Agora, se for candidata, ela terá que se acomodar nas alianças feitas com o PSB. O Campos aceitava mais do que ela o que chamam de velha política. Ela tem mais restrições. Só que o dono legal da chapa é o PSB. A Rede não é partido ainda."

Christiane Jalles
"É imensa a dificuldade de se fazer qualquer previsão. Como o PSB vai se articular internamente para apoiar Marina ou qualquer outro nome? O Campos vinha construindo a candidatura há tempos. O partido tem grandes lideranças regionais e estaduais, mas há outro nome para substitui-lo? O PSB pode até ter dificuldade em escolher a Marina, mas ela é conhecida nacionalmente e acaba sendo uma alternativa.

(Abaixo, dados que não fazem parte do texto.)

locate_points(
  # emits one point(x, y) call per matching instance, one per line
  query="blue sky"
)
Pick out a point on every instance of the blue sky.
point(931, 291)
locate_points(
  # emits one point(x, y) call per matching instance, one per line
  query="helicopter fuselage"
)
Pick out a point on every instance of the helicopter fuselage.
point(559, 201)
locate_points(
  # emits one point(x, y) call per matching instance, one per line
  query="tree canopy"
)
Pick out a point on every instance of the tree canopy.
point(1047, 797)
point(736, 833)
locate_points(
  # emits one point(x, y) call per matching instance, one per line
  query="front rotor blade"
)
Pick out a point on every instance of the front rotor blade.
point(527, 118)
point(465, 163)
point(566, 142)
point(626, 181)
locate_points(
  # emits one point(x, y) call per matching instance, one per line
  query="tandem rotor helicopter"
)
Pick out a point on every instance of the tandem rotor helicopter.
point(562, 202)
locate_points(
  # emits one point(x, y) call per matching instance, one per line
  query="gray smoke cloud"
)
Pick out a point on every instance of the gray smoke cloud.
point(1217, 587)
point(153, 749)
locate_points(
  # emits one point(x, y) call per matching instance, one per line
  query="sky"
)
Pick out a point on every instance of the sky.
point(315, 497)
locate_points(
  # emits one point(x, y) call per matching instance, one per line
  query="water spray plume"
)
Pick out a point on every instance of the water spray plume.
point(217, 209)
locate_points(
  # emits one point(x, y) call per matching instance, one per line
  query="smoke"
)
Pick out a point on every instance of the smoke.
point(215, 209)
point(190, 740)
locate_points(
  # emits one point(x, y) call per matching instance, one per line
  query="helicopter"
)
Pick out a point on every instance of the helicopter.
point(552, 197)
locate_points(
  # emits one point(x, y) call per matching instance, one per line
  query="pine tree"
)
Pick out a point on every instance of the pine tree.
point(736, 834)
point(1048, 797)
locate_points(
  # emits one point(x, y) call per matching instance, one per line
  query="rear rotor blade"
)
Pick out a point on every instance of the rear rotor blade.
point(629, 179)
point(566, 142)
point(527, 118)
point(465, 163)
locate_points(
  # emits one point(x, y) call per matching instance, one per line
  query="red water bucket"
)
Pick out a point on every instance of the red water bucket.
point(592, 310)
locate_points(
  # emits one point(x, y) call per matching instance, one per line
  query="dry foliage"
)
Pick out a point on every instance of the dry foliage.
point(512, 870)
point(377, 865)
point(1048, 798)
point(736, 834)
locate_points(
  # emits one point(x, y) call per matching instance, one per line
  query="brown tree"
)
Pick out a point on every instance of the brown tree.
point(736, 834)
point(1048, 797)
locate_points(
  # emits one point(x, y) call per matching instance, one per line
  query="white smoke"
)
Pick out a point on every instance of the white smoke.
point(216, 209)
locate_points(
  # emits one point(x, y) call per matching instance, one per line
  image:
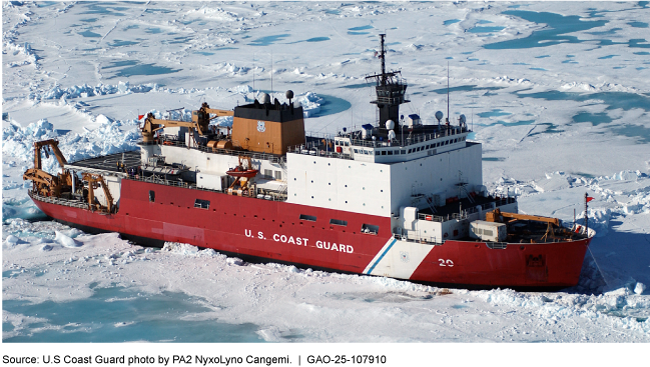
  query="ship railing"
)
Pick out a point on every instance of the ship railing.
point(59, 201)
point(444, 218)
point(411, 140)
point(427, 240)
point(255, 193)
point(431, 217)
point(167, 140)
point(315, 150)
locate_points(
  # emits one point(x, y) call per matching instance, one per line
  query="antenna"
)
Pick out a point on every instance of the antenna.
point(447, 91)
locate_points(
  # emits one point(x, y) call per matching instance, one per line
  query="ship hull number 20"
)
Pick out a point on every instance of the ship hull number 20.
point(446, 262)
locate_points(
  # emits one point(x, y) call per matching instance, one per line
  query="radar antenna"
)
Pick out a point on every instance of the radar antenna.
point(390, 89)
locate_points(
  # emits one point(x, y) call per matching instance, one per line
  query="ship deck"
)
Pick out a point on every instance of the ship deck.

(Uma das questões é que) o PSB era o cabeça de chapa e pode não ser mais. Ainda que ela esteja no partido, sabemos que tem outras pretensões. É mais difícil que Marina se torne uma grande liderança no PSB."

Roberto Romano
"Será difícil encontrar um candidato para o partido e para a coligação que o apoiava. E essa morte vai fazer o Brasil voltar ao estágio anterior, no qual de um lado estavam os tucanos e do outro, os petistas. A presença de Campos quebrava esse circuito.

Não sei se o PSB vai apresentar Marina. Se isso acontecer, ela tende a recolher votos. Em relação ao eleitorado, uma parcela considerável fica com ela. Mas uma parte mais conservadora deve seguir para o Aécio. Poucas seriam as chances de os eleitores de esquerda ou mais conservadores votarem na Dilma."

Antonio C. Mazzeo
"Se o PSB mantiver a lógica, Marina é a candidata. Se for assim, o partido pode dar um salto, já que ela tem mais penetração nacional e pode ter um aporte maior nas intenções de voto. No entanto, Marina pode disputar votos com Aécio, e os indecisos podem olhar para outros candidatos mais à esquerda. A candidatura dela poderia, então, diminuir a chance de um segundo turno.

Mas se não é Marina a candidata, quem é?"

Luiz J. Werneck Vianna
"O Campos representava, ao menos no Nordeste, uma atração sobre o voto, porque, do jeito que as coisas estão indo, os votos em branco e nulos serão muito fortes. Sem ele, as coisas no Nordeste ficam mais complicadas.

Quem conseguia se comunicar bem com a Marina era o Campos. É uma ferida muito funda no PSB. Além do mais, ele era o presidente do partido. Não sei como eles vão se erguer desse baque. Vão procurar, mas não há soluções claras à vista.

Vai haver migração para dentro e para fora. Muitos virão para a Marina (se ela for a candidata) e outros sairão por causa dela."

Marcelo Simas 
"O PSB sabe que essa aliança com Marina tem certo grau de artificialismo, não é uma aliança histórica. Ela foi para o PSB por conta da dificuldade de fundar a Rede. Depois das eleições, imaginamos que iria fundar seu partido, já que tem proposta programática muito definida. (Nesse quadro) é difícil prever se o PSB vai anunciar a candidatura dela à Presidência. Mas, dentro do partido, eu não vejo um candidato para esta eleição".